Unfortunately, it looks like the Philadelphia Experiment is another one which will be consigned to the bins of “What If?” and something that we’ll never truly know too much about in the future. However, I think we can all agree that if there have been breakthroughs in time travel throughout history recently, we would like to know about them!
It’s a technique that could change the way the entire world operates, and would give us the ability to move freely from anywhere in the world instantaneously. If this is being kept a secret from us, then we really do need to find out the concrete and definite reasons why that is.
It’s a subject that brings a lot of volatility to the surface with people unsure one way or another as to what the truth might be. After reading through the various screeds of evidence and all of the testimony, myth, debunking and everything else that comes with this theory we find it hard to discern one way or another what the actual truth is. It really does come down to your interpretation of conspiracies, in our opinion.
If you feel that there’s plenty being kept from us at the moment then this seems far more plausible, but if you like to believe that governments would let us know about such an incredible change in our technological futures then it’s very easy to just debunk the rumors yourself.
Whatever your stance on it is, it just shows you how the internet can help to really grow and re-build a theory from the ground up.
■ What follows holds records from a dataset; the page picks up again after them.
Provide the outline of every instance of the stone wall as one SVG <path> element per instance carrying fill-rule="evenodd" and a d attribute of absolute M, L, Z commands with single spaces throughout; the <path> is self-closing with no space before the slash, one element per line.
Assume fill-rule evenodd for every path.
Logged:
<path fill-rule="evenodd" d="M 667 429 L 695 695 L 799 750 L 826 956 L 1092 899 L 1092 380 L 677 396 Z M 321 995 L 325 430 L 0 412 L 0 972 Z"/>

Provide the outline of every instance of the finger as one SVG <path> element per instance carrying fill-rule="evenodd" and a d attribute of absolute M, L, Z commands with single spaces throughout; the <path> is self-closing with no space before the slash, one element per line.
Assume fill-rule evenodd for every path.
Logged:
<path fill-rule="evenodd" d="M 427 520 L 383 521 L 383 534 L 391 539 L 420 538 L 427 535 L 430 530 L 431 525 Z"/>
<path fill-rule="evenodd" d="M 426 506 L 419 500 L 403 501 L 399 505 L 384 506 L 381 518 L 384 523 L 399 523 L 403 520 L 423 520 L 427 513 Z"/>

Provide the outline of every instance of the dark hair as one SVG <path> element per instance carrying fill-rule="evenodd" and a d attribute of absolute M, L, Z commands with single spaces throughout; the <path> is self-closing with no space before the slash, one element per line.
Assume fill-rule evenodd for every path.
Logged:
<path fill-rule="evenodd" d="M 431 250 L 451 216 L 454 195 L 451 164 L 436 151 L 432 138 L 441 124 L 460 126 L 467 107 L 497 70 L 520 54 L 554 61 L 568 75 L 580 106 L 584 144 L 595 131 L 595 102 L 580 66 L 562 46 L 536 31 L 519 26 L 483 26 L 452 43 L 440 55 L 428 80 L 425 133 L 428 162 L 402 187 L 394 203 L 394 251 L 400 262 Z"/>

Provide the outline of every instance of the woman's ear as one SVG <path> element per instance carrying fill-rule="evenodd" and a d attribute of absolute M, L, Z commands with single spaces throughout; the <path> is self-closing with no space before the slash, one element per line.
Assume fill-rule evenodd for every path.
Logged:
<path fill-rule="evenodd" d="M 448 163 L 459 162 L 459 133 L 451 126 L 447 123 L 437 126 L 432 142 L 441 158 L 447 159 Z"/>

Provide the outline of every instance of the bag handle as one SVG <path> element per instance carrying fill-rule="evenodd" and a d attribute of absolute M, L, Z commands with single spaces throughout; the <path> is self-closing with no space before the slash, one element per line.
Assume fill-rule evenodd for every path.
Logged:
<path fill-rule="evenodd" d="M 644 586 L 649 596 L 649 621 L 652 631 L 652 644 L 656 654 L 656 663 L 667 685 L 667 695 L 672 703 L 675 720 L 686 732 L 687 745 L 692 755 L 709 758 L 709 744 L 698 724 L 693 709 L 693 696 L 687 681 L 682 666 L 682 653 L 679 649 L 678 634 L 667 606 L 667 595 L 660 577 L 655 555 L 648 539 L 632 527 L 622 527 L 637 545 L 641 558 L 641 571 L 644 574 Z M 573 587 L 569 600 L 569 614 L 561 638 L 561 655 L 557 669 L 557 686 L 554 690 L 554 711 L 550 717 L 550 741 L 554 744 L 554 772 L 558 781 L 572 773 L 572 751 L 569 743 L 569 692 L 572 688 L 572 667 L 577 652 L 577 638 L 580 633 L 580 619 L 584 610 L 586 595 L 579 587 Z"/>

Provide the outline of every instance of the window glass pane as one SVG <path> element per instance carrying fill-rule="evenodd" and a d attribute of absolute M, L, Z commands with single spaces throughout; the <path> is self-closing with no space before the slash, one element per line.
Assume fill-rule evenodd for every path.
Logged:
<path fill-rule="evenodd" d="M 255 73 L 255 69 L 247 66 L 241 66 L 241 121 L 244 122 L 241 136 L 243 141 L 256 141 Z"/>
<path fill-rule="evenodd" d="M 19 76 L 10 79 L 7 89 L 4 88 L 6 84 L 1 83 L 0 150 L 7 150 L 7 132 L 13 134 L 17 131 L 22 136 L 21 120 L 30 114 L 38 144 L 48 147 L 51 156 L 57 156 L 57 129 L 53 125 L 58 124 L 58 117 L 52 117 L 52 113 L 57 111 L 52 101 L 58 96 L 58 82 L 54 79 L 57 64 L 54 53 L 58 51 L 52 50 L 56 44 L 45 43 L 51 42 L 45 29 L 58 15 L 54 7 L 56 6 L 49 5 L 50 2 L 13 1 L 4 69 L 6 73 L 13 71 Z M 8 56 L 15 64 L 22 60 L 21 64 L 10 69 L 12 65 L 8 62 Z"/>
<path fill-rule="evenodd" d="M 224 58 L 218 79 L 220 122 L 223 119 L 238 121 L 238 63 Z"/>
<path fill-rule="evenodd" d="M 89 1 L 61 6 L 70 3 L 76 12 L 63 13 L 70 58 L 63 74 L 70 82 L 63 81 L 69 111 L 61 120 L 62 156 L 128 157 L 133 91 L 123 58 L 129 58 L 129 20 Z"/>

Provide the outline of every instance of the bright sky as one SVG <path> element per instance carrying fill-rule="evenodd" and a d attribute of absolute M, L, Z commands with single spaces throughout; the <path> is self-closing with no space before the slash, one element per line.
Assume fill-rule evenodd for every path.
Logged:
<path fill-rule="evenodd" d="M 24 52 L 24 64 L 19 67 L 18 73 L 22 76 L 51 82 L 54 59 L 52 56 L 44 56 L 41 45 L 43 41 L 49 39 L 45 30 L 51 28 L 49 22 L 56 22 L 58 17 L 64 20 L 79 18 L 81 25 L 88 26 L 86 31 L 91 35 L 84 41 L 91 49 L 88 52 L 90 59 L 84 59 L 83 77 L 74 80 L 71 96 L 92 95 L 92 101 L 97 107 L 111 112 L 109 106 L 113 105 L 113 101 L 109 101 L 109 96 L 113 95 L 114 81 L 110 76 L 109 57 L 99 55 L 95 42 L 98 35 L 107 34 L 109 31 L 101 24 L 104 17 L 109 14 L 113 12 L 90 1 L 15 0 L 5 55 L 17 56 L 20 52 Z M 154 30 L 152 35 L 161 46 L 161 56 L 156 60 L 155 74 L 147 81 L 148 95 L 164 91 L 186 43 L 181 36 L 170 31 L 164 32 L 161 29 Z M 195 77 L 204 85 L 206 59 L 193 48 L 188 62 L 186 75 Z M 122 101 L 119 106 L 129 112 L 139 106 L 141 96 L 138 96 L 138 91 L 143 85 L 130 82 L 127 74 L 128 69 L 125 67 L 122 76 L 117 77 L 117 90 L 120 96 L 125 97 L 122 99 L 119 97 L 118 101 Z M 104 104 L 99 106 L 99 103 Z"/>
This was something that was consigned to the idea of B-Movie sequels, yet today it still holds its own credence with various sectors of the world due to the incredible avenue of different skills and qualifications of those involved on both sides of the story.
We like to believe, though, that some of the things that went on have been very discretely covered up. It’s hard to tell though as it’s such a delicate matter with so little either way to go on, but this is what the best theories are all about! They give you just enough to think one way or another…which is what keeps it a theory in the first place. If we had to make a choice, though, we’d be more inclined to believe that Einstein was right (if those claims are true) and that time travel very much is here.